The flexibility of lower-swipes meal plans allows students to supplement their diet with both on-campus and off-campus vendors. Sophomores might choose to cook instead, which is a skill that they should be able to exercise if they so choose. For students who are obtaining more meals from on-campus vendors like the Bison and the library cafe than they are from Bostwick, the $150 to $300 you’re given in plus and dining dollars for the first-years required meal plans doesn’t come close to covering a semester’s worth of meals and neither would the $300 to $450 from the sophomore meal plans. For the roughly 13 weeks in a semester, excluding breaks, that $450 would give you just over $30 a week, leaving you with just over $6 for each day – assuming you’re getting your meals elsewhere on weekends. And that number becomes even lower if you opt for the lower-cost twelve-swipe plan.
Thus, you’d be forced to buy more dining or plus dollars–or simply use your credit card–using money that you spent on your unlimited swipes, which you hardly use.
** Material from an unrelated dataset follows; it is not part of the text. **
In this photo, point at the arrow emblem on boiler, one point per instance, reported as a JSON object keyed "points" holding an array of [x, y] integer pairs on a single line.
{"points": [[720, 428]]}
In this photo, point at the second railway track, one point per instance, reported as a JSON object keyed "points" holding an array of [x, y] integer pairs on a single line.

This is further extended to sophomores, who now have access to cars on campus and who should be free, at the ripe age of nineteen and twenty, to use that money to purchase their meals–or groceries for making their meals–as they see fit. The policy change was designed to ease the transition between meal plans, but for some of us, that transition couldn’t come fast enough.
After all, students who might find that transition difficult to make might simply not purchase that meal plan. Students opting for the lower-priced, more flexible meal plans do so because it’s more conducive to their schedules and diet. They are aware of the change they are making and do so willingly.
Moreover, other changes Bucknell has made to the dining plans only incentivize the lower-swipe, higher dining dollar plans. They are introducing daily grab-and-go specials to all retail locations except for the library cafe, which can be purchased using dining dollars, plus dollars, campus dollars, credit card, cash or, in some cases meal swipes. And yet they are also reducing the amount of dining and plus dollars available to students in a single meal plan, which can be used far more ubiquitously than meal swipes.
They have also raised the minimum meal plan option from $775 to $1100, stating that they “found that many students with the lowest-price plan purchased about $450 in additional Dining Dollars each semester. When students can’t afford to add more Dining Dollars to the minimum-priced plan, it contributes to food insecurity.” If students can’t afford to add more dining dollars to the lowest-cost plan, what makes it plausible that they are able to purchase a meal plan that is up to three times more expensive and can mainly be used in one avenue, as opposed to multiple?
Further, Bucknell maintains that minimum dining plans are intended to enhance the community living experience, including dining. But that community can be found gathered around a table at Bull Run, or the bison, or in the dorm kitchens, laughing over a meal made together. That doesn’t have to come from Bostwick and it’s doing no service to the community to make it obligatory. The Bison 1100 meal plan is designed to offer flexibility and freedom, without requiring the purchase of additional dining dollars– a great premise. I simply don’t understand why sophomores are excluded.
Ultimately, although the thought behind this change may be understandable, it’s simply not feasible for all sophomores to be required to now select a meal plan they had no prior intention of purchasing. It’s not the meal plan that is inherently flawed. It’s the idea behind forcing students to buy into something they will not use.